The district court also found that, even if the defendants could establish a compelling interest, the rebuttable presumption was not narrowly tailored. In doing so, the district court examined several factors, including the necessity for the race-based relief, the efficacy of alternative remedies, the flexibility and duration of the relief and the impact of the relief on the rights of third parties. The district court found that the 8(a) Program was not flexible because there is no formal process for submitting evidence that could overcome the rebuttable presumption, and "individuals who do not receive the presumption must put forth double the effort to qualify for the 8(a) program." The district court also found the 8(a) Program was not limited in duration because although participants can only remain in the 8(a) Program for nine years, "Defendants conceivably could use the rebuttable presumption for as long as the 8(a) program itself is in place[.]"
The district court went on to note that the lack of specific remedial objectives "shows that the Defendants are not using the rebuttable presumption in a narrow or precise manner." The district court also found that the rebuttable presumption was overinclusive because "the rebuttable presumption sweeps broadly by including anyone from the specified minority groups, regardless of the industry in which they operate" and underinclusive because "certain groups that could qualify will be left out of the presumption." Because SBA had not "revisited the use of the rebuttable presumption since 1986," the district court found there was no basis to conclude that no workable race-neutral alternative existed to achieve the asserted compelling interest. Finally, the district court concluded that the rebuttable presumption impacted Ultima because it presented an "obstacle to fulfilling" the contracts at issue and hampered Ultima's "ability to compete for the other contracts" that the government set aside for the 8(a) Program.

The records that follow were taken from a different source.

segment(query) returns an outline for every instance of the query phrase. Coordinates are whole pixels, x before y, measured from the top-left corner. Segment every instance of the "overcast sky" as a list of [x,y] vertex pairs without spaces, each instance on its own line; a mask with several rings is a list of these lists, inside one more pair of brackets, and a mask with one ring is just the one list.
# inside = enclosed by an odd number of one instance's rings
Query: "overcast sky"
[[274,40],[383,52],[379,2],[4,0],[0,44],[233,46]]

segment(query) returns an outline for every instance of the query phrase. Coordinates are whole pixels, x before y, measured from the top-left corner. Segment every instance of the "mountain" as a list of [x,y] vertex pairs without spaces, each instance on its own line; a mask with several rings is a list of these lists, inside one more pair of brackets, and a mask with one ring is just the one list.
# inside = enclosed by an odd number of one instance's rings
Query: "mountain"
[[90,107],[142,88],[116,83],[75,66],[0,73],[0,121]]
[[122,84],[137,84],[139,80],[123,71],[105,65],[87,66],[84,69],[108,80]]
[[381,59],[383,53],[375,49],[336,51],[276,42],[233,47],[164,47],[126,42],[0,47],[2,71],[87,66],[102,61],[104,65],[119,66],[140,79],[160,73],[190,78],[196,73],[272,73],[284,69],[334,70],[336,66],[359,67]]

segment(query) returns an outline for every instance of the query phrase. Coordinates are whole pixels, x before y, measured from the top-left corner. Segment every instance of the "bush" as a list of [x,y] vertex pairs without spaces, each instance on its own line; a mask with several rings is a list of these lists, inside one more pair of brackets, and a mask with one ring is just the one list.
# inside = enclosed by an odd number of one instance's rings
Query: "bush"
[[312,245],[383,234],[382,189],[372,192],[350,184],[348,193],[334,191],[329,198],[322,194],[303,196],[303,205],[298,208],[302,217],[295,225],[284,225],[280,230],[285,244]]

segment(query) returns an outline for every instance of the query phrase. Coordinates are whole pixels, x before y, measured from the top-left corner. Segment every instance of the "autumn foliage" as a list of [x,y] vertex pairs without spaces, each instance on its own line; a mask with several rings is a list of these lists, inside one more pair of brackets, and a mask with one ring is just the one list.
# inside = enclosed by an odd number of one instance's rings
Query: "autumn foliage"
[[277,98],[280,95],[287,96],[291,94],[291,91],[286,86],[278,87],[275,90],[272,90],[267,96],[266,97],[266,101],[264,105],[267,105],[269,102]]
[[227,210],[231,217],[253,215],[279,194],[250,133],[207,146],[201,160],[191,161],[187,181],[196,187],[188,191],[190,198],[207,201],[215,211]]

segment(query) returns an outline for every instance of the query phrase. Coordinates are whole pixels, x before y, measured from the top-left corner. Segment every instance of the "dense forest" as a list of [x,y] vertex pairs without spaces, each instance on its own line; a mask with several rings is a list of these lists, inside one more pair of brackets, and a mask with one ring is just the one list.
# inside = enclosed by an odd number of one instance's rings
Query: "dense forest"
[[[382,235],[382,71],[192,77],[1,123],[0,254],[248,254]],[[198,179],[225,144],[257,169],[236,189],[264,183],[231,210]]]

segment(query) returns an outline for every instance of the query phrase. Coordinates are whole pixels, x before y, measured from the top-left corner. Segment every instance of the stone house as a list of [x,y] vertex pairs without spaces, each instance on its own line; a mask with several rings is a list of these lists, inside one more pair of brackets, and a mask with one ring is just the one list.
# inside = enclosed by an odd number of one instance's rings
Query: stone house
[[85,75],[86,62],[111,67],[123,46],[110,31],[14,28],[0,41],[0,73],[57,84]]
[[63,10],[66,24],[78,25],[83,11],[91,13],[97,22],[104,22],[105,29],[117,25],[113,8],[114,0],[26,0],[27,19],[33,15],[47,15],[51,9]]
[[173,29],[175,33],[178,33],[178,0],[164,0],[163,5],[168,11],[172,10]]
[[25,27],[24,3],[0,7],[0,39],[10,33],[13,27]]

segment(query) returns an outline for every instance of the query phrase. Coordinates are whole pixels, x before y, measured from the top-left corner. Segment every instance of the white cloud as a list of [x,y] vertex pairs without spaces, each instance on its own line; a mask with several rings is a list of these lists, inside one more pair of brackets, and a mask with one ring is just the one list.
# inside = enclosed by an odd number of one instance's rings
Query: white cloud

In its Opinion and Order, the district court enjoined the SBA from using the rebuttable presumption of social disadvantage in administering the 8(a) Program. However, the district court reserved the right to rule on any further remedy and has scheduled a hearing on that issue for Aug. 31, 2023. An appeal and potential stay of the ruling pending appeal is likely. There are open questions concerning the implications of the decision, including how SBA will comply with the Order and whether it applies nationwide. Holland & Knight's Government Contracts Group will continue to provide updates as the matter unfolds.
1 The Fourteenth Amendment provides that no state shall "deny to any person … the equal protection of the laws."